Java after all these years is putting lots of effort to support virtual threads, that would be introduced along side with normal threads.
Go is highly popular and doing just fine without even having normal threads.
That strikes me as more of an opinion than objective fact. I led a detailed discussion of this topic on Discord. The end result was that the stack size issue ends up being catastrophic in non-trivial workloads. Vibe went with a 16MB stack size for precisely this reason, which means that to handle 65536 simultaneous connections, I need a server with 1TB of RAM. The reason for that is that due to performance concerns, we turn off over-commit and thus allocating 16MB per stack means that you are fully committing 16MB of physical RAM. Go/Java/.NET, can all handle 10x that number of connections on a server with 128GB of RAM, so that's the bar we have to meet.

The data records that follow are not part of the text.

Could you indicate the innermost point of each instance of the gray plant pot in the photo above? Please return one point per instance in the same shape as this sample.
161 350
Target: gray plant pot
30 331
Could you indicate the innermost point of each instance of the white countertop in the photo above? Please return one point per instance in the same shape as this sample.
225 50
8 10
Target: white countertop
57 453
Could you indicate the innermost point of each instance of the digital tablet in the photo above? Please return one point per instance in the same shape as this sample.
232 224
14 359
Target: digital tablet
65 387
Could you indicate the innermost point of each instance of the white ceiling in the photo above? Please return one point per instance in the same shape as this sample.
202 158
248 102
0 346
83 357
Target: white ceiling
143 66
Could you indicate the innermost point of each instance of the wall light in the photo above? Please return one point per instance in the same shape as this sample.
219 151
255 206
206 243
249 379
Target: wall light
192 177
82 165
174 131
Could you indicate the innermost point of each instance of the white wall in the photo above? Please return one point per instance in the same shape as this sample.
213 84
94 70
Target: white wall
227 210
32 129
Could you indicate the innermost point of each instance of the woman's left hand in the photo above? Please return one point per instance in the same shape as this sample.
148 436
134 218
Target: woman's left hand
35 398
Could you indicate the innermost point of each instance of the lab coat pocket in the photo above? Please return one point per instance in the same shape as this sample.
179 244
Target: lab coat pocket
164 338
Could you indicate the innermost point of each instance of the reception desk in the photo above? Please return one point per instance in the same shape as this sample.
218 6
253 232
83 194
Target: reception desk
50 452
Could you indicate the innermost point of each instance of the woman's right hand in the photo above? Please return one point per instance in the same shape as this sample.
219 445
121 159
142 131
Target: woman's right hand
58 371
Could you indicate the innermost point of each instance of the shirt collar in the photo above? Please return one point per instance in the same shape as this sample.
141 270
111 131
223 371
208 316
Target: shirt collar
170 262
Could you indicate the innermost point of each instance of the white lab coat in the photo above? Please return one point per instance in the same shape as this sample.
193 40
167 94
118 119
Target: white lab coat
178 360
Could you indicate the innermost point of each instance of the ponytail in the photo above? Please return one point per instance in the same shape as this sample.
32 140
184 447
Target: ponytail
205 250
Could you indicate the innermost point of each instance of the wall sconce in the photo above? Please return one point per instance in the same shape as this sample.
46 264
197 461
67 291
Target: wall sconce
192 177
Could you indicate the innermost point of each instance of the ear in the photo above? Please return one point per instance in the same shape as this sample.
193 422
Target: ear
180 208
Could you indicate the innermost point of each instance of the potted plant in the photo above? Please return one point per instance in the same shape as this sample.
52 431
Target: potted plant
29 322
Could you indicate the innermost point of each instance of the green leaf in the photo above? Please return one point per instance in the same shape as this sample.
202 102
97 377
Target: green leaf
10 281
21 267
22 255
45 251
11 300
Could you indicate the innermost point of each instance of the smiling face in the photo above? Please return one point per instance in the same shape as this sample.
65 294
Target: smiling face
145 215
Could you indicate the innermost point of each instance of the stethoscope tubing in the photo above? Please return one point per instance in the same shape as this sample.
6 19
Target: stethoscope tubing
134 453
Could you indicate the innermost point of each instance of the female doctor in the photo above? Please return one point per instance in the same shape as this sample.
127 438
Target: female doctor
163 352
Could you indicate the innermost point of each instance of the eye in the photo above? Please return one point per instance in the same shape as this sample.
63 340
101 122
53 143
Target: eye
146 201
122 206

No other language suffers this problem, not even Go. The reason is that all languages that successfully use Fibers, use dynamically expanding stacks, but this means using a precise stack-scanning moving GC. Something that D, so long as Walter is among the living, will never have.
Stackless coroutines also do not suffer this problem, which is why .NET and Rust use them.
Here are some resources, including a real-world example from CloudFlare:
https://devblogs.microsoft.com/oldnewthing/20191011-00/?p=102989
https://www.open-std.org/JTC1/SC22/WG21/docs/papers/2018/p1364r0.pdf
https://www.open-std.org/jtc1/sc22/wg21/docs/papers/2019/p1520r0.pdf
https://blog.cloudflare.com/how-stacks-are-handled-in-go
> On Windows I have no idea why we need to bind to libc at all. Synchronize with C’s io?
Beyond the fact that we currently use libc, I don't see any reason for us to either.
> On Posix mostly syscall interface. That and malloc/free, memcpy/memset (simply because it’s optimized to death). All of the rest is legacy garbage no one is going to touch anyway.
And in the case of malloc/free, replacing those with different allocators has become quite the rage lately. jemalloc seems particularly popular. IIRC, Deadalnix's new GC uses a different allocator from libc. So even fewer reasons.
> Being a system language D it allows anyone to use system APIs, meaning it’s easy to step on the toes of DRT if it uses lots of them.
Can you explain what you mean? I am not sure how we'd step on DRT's toes if applications use a lot of System API's?